In August 2022, Powell’s boss became aware that he had a secondary job, but was assured by Powell that the employment “would not interfere with their work schedule or duties” for the city.

City: No Changes Needed

It was not until October 2022, after the OIG received a complaint and opened an investigation, that the minority development director “confronted” Powell.
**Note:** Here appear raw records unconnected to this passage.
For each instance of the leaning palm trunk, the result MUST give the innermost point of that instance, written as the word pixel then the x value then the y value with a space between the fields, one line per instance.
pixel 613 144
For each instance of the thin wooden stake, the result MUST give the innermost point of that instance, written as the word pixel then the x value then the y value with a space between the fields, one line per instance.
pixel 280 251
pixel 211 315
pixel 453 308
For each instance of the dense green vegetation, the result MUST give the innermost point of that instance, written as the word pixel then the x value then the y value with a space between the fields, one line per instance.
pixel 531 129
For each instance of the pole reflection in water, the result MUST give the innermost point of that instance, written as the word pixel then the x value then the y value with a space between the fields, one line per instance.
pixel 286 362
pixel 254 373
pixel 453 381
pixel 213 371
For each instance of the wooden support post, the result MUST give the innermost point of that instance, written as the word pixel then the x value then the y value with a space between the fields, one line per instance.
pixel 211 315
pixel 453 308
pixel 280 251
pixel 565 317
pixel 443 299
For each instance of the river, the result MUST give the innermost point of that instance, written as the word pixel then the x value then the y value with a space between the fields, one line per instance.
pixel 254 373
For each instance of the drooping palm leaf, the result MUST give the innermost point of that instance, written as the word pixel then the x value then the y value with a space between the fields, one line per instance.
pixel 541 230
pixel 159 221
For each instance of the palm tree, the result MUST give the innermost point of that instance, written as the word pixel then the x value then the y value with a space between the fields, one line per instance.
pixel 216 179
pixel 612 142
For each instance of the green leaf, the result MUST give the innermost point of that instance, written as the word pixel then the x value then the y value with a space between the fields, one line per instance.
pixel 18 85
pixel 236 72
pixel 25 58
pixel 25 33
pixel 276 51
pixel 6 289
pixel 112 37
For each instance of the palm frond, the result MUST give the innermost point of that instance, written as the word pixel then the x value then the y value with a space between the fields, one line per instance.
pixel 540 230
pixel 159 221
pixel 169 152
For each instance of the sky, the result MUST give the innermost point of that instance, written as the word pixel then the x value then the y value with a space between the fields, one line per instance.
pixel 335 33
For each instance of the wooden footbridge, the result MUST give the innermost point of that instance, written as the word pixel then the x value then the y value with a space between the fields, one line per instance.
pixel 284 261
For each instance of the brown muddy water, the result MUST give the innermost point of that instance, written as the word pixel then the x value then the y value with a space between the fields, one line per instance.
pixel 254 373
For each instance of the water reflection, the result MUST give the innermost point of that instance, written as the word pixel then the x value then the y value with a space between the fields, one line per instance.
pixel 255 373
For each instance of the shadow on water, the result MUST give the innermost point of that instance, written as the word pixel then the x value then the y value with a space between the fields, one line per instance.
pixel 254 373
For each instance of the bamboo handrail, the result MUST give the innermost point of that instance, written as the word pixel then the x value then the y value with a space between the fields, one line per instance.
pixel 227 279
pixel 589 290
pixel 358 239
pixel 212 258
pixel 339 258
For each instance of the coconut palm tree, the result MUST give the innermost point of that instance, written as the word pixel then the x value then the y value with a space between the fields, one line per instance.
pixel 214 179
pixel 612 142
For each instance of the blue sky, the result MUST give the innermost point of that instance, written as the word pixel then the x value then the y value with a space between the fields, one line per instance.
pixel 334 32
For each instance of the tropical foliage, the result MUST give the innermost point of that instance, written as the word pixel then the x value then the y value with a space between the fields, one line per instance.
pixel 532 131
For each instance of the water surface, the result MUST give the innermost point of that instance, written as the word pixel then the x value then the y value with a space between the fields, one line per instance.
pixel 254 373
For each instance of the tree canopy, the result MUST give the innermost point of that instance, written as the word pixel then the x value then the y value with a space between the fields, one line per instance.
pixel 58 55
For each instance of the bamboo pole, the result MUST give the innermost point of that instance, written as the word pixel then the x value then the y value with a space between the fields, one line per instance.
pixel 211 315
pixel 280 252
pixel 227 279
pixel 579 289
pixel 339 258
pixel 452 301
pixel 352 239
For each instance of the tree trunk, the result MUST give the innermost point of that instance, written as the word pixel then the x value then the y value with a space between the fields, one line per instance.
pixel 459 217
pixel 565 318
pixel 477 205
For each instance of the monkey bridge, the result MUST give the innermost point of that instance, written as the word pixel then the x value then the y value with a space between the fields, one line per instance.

He immediately resigned from the city, while remaining on the schools payroll.

In a written response to the OIG report, Baltimore’s chief human capital officer, Quinton M. Herbert, defended the city’s current telework and secondary employment policies.

“While the Telework Policy does not explicitly address concurrent work, it does provided safeguards to ensure that employees working remotely are performing city business during scheduled work hours from a designated remote location in the same manner that they would if they reported to a city installation,” Herbert wrote.

The “spirit” of city policies calls for “employees not be compensated twice for working simultaneously,” says Baltimore’s Chief Human Capital Officer.

And regarding secondary employment, Herbert said that “although [city policy] does not explicitly state the prohibitions for concurrent employment between a non-city agency and a city agency, the spirit of the policy is that employees should not be compensated twice for working simultaneously.”

Had Powell not immediately resigned while the IG investigation was underway, his conduct would have “merited discipline,” Herbert said.

As it stands, the Scott administration has not tried to claw back the $35,666 Powell was paid by the city while he concurrently pocketed $68,689 from the school system.